Poster C13, Sunday, March 26, 5:00 – 7:00 pm, Pacific Concourse
Racial Colorblindness: Ironic Attentional Processing of Racial Stimuli
Andre' Oliver1, Avi Ben-Zeev1, Mark W. Geisler1; 1San Francisco State University
Does racial colorblindness, a racial strategy that espouses that race does not and should not matter when interacting with others (Wolsko, et. al., 2000), lead to an increased attention to race via ironic activation? Specifically, we examined whether people who endorse higher levels of racial colorblindness [employing the Colorblind Racial Attitudes Scale (CoBRAS); Neville et. al., 2000] exhibit an attentional bias to racial cues (Black/White male faces). Participants completed a modified visual dot-probe task followed by the CoBRAS. Using the dot-probe task, we provide evidence for an ironic attention effect, such that individuals who endorse higher levels of colorblindness show more attention to racial stimuli (Black and White male faces). A 2x2 mixed factorial ANOVA (Colorblindness: High versus Low by Target Race: Black vs.

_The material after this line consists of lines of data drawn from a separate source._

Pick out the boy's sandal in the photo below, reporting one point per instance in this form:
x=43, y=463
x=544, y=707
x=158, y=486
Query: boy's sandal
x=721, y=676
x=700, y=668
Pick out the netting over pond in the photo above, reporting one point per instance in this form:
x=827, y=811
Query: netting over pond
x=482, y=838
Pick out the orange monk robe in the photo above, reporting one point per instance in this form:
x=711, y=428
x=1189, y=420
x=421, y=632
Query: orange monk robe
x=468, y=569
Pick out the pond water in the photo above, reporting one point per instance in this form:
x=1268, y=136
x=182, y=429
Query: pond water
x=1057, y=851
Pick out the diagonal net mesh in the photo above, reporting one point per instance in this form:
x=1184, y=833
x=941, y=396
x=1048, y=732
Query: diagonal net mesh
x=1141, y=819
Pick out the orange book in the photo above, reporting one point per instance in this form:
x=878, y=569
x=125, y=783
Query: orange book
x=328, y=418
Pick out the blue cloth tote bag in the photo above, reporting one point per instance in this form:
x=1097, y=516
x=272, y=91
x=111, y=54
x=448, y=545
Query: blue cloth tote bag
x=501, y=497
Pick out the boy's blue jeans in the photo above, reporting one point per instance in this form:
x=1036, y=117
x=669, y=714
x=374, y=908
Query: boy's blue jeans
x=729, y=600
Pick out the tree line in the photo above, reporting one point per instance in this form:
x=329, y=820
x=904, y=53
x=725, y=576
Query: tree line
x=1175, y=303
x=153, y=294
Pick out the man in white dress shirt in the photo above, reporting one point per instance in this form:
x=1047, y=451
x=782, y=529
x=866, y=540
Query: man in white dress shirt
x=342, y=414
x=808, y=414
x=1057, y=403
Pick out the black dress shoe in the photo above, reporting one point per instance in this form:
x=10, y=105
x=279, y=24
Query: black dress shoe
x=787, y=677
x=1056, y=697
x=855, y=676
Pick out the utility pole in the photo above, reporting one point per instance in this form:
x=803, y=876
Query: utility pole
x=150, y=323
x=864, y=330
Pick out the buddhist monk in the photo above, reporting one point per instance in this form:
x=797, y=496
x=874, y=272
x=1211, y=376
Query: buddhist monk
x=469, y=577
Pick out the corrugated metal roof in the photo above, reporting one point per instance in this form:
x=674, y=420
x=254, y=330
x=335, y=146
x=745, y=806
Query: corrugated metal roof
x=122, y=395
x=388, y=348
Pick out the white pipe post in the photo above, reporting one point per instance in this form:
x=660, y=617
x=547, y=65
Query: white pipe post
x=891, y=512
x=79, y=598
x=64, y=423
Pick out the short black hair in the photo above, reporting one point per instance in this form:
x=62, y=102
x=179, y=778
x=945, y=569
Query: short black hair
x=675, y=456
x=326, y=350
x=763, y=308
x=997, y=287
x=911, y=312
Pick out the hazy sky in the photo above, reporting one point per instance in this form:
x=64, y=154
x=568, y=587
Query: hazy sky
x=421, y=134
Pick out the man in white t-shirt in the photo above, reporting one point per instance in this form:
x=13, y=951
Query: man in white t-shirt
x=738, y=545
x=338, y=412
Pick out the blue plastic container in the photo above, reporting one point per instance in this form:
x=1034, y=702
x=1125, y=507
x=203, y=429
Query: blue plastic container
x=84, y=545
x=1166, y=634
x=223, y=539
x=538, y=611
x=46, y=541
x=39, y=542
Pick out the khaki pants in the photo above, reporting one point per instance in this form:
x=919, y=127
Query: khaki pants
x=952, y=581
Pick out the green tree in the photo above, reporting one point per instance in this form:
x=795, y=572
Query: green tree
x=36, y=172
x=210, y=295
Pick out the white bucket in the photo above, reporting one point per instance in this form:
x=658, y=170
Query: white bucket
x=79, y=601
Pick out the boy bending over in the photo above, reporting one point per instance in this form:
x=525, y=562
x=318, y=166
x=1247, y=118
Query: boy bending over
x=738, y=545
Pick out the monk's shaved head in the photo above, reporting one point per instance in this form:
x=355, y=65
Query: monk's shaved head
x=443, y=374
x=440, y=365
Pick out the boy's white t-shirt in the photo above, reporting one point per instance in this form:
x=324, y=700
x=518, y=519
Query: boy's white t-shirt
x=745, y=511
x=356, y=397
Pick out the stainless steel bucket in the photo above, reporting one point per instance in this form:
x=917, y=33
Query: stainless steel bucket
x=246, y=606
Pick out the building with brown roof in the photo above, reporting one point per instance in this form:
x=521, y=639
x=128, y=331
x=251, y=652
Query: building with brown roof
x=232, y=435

White), was significant, F(1, 85) = 5.12, p. = .026, η² = .1 and revealed that a higher level of colorblindness was associated with greater attention (fasters RTs) to both the Black, t(85)= 2.01, p. = .048, d = .43, and White male targets, t(85)= 2.56, p = .012, d = .56. This suggests, ironically, faster reaction times and greater activation of attention to racial stimuli occurs when one endorses greater levels of racial colorblindness. This paradigm will be used to address the cognitive underpinnings of colorblindness, ironic activation, and attentional processing of race in relation to event related potential (ERP) studies.